1 in 3 child asylum seekers cared for by London boroughs
London boroughs are looking after a third of unaccompanied children in England seeking asylum, according to Government figures.
There are currently 1,440 unaccompanied asylum-seeking children in the capital - a two per cent increase on last year and up five per cent since 2012.
Across England as a whole, 4,210 lone children have been taken in - and more are expected to arrive in the coming months.
Cllr Peter John, executive member at London Councils, the body that represented the capital's 32 boroughs and the City of London, said councils need support to ensure they can meet the higher cost of living in London and deal with pressure on housing.
"London boroughs have a long and proud history of helping refugees and asylum seekers, and last year resettled nearly half of unaccompanied asylum-seeking children arriving in England," he said.
"These new figures show this work is continuing, with a third of unaccompanied asylum-seeking children across England being looked after in London.
"Boroughs are making a huge contribution and will strive to continue to do so. But in order to do this they must be given adequate resources to address the higher cost of living in the capital and existing pressures on housing."
In July, the Government launched a voluntary scheme for councils designed to more evenly distribute responsibility for looking after children seeking asylum.

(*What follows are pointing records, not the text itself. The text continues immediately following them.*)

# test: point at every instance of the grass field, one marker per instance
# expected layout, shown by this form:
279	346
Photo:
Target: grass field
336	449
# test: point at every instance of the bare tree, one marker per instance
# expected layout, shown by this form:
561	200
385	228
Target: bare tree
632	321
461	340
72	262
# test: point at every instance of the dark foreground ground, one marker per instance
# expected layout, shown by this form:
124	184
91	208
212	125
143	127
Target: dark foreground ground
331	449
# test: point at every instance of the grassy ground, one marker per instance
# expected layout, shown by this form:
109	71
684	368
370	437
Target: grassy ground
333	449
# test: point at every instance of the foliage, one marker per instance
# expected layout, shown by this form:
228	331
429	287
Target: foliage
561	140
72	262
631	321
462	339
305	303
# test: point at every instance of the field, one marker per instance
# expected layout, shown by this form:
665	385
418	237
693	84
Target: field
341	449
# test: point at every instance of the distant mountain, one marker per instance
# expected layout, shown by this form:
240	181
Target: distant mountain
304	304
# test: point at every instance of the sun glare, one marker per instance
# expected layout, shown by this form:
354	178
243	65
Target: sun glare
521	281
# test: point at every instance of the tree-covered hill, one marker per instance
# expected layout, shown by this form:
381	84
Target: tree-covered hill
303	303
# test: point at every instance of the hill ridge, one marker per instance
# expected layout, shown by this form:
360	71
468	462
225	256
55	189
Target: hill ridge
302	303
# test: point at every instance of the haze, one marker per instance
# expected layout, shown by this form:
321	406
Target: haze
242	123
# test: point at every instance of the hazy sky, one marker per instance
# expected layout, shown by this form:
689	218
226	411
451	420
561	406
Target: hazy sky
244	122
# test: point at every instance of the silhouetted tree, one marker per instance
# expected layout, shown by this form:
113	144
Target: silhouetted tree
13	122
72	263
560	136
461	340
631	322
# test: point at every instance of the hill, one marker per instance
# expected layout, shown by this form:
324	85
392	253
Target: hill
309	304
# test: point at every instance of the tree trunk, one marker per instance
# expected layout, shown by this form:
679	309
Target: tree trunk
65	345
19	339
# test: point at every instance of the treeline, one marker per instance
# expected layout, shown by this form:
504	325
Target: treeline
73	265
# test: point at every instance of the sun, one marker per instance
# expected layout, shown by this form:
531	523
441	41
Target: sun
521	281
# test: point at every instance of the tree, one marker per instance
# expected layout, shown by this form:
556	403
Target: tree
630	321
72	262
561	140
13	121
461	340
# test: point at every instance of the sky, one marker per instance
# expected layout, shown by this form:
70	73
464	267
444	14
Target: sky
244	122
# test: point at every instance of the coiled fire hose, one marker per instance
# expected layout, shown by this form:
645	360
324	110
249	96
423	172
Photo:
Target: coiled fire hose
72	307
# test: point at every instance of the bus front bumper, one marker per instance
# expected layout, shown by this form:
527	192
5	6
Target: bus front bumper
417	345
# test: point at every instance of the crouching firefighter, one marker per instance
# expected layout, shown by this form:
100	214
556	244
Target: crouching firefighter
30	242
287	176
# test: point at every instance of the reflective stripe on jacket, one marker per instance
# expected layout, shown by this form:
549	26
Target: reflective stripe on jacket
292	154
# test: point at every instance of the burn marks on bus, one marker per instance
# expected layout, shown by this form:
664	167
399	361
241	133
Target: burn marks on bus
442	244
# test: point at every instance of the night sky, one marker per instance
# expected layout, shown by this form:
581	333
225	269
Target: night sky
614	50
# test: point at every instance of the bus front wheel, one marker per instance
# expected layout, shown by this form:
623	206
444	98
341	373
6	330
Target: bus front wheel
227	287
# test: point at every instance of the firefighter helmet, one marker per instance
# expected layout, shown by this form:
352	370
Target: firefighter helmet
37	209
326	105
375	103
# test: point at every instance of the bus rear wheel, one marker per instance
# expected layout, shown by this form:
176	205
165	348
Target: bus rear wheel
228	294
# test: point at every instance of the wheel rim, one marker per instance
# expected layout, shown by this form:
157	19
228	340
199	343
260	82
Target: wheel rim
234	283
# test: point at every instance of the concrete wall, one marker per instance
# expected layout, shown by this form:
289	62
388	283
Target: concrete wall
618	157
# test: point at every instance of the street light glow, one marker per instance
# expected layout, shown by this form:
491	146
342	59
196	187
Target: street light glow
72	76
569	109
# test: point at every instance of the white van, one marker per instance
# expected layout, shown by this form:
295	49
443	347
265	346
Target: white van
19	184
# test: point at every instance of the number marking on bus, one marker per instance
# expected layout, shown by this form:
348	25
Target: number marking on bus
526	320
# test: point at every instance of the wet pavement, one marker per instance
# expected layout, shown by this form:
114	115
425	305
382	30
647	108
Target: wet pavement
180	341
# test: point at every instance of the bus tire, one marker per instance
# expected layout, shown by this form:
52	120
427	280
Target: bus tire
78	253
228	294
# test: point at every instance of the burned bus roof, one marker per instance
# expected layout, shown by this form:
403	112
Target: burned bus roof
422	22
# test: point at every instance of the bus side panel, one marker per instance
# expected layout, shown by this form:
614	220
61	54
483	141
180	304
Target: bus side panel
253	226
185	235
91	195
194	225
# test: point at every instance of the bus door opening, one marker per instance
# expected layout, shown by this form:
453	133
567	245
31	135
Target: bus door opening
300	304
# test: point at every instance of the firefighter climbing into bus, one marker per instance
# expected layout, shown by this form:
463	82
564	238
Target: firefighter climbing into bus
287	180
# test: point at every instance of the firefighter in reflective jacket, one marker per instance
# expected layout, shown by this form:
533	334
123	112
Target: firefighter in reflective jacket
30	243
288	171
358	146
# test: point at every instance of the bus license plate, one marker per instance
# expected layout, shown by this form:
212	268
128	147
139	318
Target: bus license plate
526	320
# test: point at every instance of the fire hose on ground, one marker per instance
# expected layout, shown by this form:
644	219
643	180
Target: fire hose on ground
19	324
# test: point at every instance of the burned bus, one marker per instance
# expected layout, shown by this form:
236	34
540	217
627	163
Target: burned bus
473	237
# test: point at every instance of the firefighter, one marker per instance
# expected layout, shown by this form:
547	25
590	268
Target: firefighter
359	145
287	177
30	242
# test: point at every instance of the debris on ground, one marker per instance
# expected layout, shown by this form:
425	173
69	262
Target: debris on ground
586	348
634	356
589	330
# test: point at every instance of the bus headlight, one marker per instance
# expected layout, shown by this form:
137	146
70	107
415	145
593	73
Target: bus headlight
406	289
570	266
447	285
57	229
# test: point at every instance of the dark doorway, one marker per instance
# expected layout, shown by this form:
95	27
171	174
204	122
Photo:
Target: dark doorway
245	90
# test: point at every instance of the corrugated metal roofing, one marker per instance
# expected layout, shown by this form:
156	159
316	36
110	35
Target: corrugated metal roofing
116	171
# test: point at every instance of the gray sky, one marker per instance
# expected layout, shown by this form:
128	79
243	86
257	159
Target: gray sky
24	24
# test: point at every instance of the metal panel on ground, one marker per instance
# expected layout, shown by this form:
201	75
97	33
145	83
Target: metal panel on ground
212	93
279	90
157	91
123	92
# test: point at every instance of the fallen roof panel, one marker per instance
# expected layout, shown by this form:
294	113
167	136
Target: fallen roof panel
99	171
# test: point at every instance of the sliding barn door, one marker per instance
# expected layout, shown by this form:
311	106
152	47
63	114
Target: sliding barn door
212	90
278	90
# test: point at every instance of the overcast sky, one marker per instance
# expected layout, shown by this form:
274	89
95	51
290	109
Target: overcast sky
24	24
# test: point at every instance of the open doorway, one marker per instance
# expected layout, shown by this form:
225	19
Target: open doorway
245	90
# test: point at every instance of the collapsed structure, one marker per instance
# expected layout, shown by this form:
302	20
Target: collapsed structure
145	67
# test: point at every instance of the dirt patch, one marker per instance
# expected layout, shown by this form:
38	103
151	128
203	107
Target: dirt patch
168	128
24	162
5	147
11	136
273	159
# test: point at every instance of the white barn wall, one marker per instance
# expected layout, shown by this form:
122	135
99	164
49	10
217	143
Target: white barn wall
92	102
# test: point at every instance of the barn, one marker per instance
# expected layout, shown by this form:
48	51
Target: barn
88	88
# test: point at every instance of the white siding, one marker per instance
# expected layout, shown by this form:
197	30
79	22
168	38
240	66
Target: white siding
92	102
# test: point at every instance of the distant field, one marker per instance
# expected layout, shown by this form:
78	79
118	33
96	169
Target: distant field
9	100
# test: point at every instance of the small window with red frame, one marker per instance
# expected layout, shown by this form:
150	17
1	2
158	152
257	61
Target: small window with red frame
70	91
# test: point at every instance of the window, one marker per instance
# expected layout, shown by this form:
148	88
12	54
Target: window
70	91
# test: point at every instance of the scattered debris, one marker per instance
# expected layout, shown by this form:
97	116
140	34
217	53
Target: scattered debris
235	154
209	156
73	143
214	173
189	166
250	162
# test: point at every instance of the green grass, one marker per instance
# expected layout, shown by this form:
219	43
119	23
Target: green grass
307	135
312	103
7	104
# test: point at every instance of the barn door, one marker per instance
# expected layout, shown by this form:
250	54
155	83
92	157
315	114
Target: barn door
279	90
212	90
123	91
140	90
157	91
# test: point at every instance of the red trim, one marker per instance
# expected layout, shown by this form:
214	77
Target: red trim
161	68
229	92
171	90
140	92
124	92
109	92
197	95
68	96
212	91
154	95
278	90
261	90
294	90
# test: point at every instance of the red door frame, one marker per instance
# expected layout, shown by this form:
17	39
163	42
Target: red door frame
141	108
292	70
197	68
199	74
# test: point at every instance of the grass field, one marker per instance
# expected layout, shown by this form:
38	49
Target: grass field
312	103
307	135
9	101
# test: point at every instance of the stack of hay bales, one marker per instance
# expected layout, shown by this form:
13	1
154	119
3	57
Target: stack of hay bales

Under the National Transfer Scheme, a child arriving in one local authority area already under strain could be transferred to another council with available capacity. To support the initiative, the Government will increase funding for local authorities to look after unaccompanied asylum-seeking children from £34,675 per child per year to £41,610.
The scheme, which was launched by the Home Office and the Department for Education, has been developed in consultation with the LGA, the Association of Directors of Children's Services and local authorities.